Behind the Scenes

If you’ve been following my blog, you know that I am inspired by anything associated with the National Gallery of Art. If I could decamp there overnight or longer, I would in a heartbeat.

I received what I’d like to think was a nice birthday present a few weeks ago, when I woke up to read this article about Mark Leithauser, Chief of Design at the NGA, my former boss and exceptionally talented painter and exhibition designer. Fortunately, we’ve stayed in touch over the years. I can really relate to how Mark describes his work at the NGA:

“I think what you want to do as an exhibit designer is to make the work feel at home. Some of the modern art, if you put them on a white wall they look old. Some Picassos are almost 100 years old, and if they only have white walls, they look like they are in a laboratory.”
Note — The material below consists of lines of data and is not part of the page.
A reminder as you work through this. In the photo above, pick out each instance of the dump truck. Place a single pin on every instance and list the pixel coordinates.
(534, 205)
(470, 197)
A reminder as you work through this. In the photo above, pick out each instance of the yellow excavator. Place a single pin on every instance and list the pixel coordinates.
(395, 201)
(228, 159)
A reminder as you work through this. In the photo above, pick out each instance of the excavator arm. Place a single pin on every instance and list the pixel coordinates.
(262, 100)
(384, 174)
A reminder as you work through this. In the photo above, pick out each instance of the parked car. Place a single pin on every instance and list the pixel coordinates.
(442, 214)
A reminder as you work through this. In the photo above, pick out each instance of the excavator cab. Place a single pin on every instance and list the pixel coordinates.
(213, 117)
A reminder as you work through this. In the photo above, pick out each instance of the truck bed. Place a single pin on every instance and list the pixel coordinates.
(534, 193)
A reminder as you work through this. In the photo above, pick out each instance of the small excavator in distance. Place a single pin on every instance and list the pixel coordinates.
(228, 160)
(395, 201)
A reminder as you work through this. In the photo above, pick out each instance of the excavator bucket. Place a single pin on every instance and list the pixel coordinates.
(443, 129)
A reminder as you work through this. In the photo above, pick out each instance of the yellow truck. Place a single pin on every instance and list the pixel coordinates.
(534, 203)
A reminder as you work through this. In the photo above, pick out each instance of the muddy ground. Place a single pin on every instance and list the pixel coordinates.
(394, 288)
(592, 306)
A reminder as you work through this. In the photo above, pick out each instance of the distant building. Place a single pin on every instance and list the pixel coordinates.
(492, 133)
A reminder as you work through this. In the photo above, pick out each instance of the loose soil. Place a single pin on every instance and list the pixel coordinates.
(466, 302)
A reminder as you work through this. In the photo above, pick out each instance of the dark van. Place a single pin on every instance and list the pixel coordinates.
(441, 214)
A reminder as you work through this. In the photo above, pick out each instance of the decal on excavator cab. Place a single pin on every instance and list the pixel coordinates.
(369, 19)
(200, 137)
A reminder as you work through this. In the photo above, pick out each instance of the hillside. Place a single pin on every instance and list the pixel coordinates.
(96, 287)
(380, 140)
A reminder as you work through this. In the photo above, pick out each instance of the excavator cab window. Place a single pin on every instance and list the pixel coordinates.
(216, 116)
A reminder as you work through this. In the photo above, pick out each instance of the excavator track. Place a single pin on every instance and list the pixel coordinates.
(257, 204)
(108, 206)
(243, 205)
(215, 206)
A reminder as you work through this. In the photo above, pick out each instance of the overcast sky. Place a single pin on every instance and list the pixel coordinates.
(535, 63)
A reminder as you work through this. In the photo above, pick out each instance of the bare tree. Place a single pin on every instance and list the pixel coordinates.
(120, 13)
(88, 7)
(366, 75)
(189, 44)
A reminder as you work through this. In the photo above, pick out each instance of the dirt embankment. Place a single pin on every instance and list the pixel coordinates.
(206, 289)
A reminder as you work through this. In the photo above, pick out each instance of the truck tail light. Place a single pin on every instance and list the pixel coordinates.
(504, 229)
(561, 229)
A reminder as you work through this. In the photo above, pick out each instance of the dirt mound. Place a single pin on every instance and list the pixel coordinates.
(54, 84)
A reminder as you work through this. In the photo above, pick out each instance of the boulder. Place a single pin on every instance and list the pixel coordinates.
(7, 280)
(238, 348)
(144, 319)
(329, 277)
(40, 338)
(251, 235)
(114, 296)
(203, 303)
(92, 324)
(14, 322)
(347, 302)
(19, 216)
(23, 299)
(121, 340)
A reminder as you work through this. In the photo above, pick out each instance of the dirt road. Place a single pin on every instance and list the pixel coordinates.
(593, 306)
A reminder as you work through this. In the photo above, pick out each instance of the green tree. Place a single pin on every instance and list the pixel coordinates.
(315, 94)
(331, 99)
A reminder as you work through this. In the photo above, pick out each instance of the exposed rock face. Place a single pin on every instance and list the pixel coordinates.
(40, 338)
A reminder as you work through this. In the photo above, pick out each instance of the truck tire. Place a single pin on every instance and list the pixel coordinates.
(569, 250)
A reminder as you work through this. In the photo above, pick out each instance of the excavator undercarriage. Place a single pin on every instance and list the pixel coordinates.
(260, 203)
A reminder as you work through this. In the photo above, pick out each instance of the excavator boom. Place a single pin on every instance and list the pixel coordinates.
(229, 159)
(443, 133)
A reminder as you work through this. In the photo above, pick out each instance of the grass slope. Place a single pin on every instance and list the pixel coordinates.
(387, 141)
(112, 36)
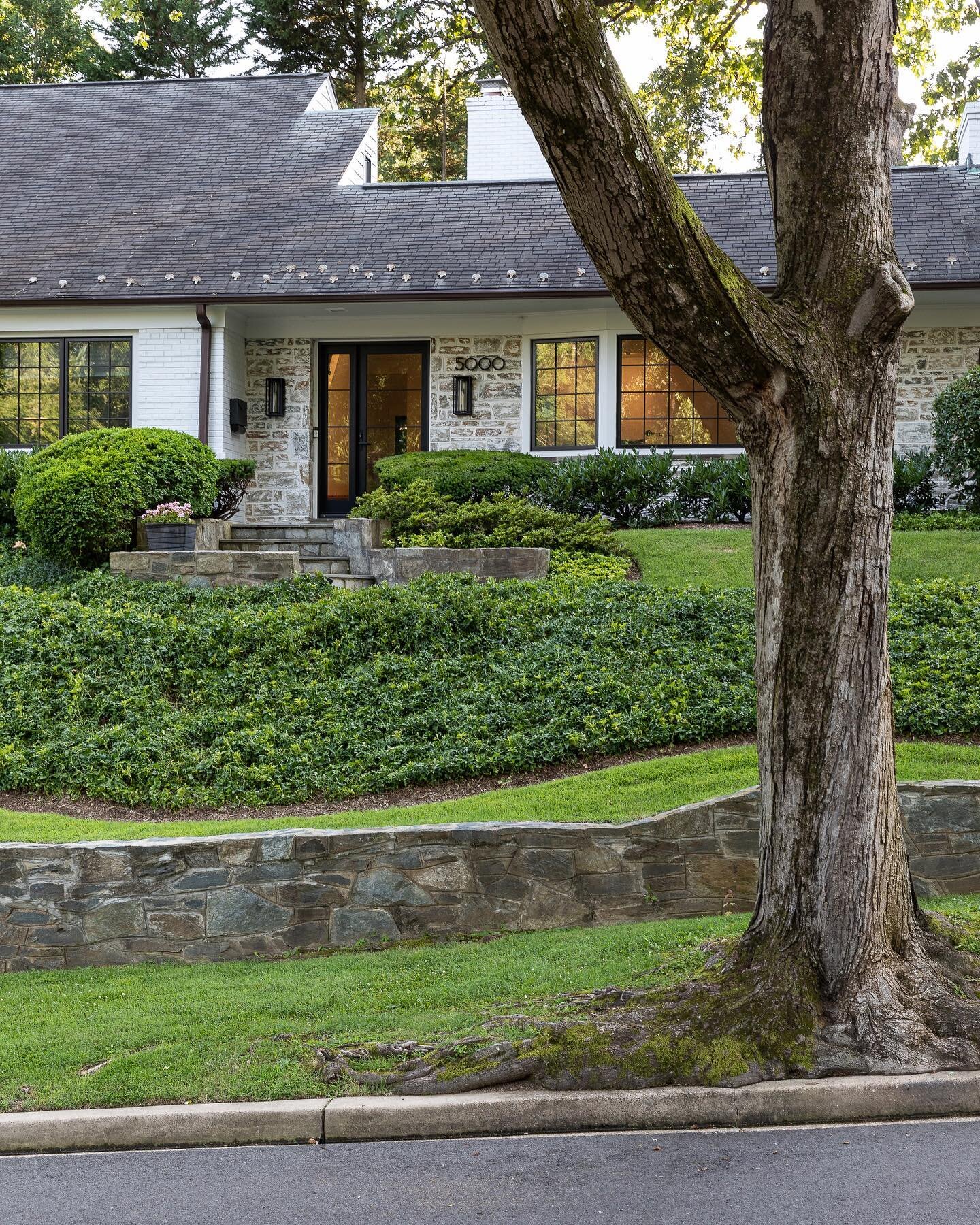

1_Mark-Leithauser_NGA_via Washington Post, as seen on Art Is Everywhere

The Washington Post calls him, “The Invisible Museum Artist” who “spends a lot of time focused on the background.” There is definitely a talent to making all aspects of the exhibition work together in order to give the viewer an intimate experience with the art. As an artist and academic, Mark can bridge all these components seamlessly together, sometimes without much notice but that’s the magic and the illusion of not showing what goes on behind the scenes that makes it work.

Mark-Leithauser_Illusions via Hollis-Taggart, as seen on Art Is Everywhere

I guess since I couldn’t stay in Exhibition Design, I’m finding ways to execute what I love with painting, Art History and Design with Casart coverings:

“This is what we are trying to do with the types of wallcovering designs that we offer for Casart coverings. They are supposed to make one’s furnishing feel at home. We don’t want to compete but complement with what someone already has in their home. Therein the reason for some of our subtle decorative finishes like faux-linen and colorwash. As a decorative painter, I typically do not do finishes that are over-the-top but rather enhance a client’s decor. The patterns that we offer give some figurative styling to a background but unlike traditional or more busy patterns that appear as definite manufactured repeats, ours are meant to look hand-painted or illustrated and randomly placed, as if they were painted directly on the wall.”

Some of our designs also are also inspired by artwork and exhibitions, as our Birds & Birch was sparked by the Gaman exhibit.

Casart-coverings_Birds-Birch_1x_Art Is Everywhere

I think Apples in Stereo, The Bird That You Cannot See seems appropriate for this post and to Kick-Start the Weekend.

Curatorial Lectures

I really love the National Gallery. It’s my favorite museum by design and acquisition and that it is so accessible. I used to work there and that probably has something to do with my continued affection for the NGA.

When I first worked at the NGA, I was an intern in the Public Relations Office — the administrative side — before I worked later on the exhibition side. This was a wonderful opportunity to learn the behind the scenes tactics of what it takes to operate a famous and large-scale public art museum. Fortunately, I was able to do this with a Tonya Grant from my university. Normally this was used for mostly government and public affairs internships but I was the first one (at the time) to be awarded this with regard to the art /museum realm. When I was there, we were periodically asked to do research at CASVA, the Center for Advanced Study in the Visual Arts, situated in the East tower wing, taking up several floors among administrative offices. This was fun and intimidating to do. So many scholars were surrounding us. However, I was happy to see that this “hidden” gem and its several scholars were recently profiled in the Washington Post. As Blake Gopnick states in his article, “They work in the shadows to find new insights into art — so that the rest of us don’t have to.” Actually, I would love to, but it would be a luxury at this point with so little time….I’m kind of envious. What a dream job it would be to study art. Art history is still my first academic love; although, I equally enjoy creating art as well, but to be able to delve into historical periods, artistic movements and particular artists of interest and within your profession…. Artists, as well as art historians are part of CASVA.

Current CASVA scholars at NGA. Photo by Bill O'leary. Washington Post

Many lectures take place at the NGA which showcase their work. I used to attend regularly. Having kids, kinda changed that but now that my husband and I are empty nesters and our boys are nearly both in college, they might appreciate attending. Something to put on the summer calendar; although, the CASVA lectures by this point will have finished. Others remain and are ongoing, regarding current and permanent exhibitions. I would have liked to have attended, The Body of Perfection, the Perfection of the Body and Representation and Imitation.

Coincidentally, I had a discussion recently at a dinner party about my behind the scenes experience at the NGA and I recommended the childrens book, The Nine-Ton Cat, by Peggy Thomson as a pretty accurate and basic perspective of all the things we don’t notice when just going there to view the art.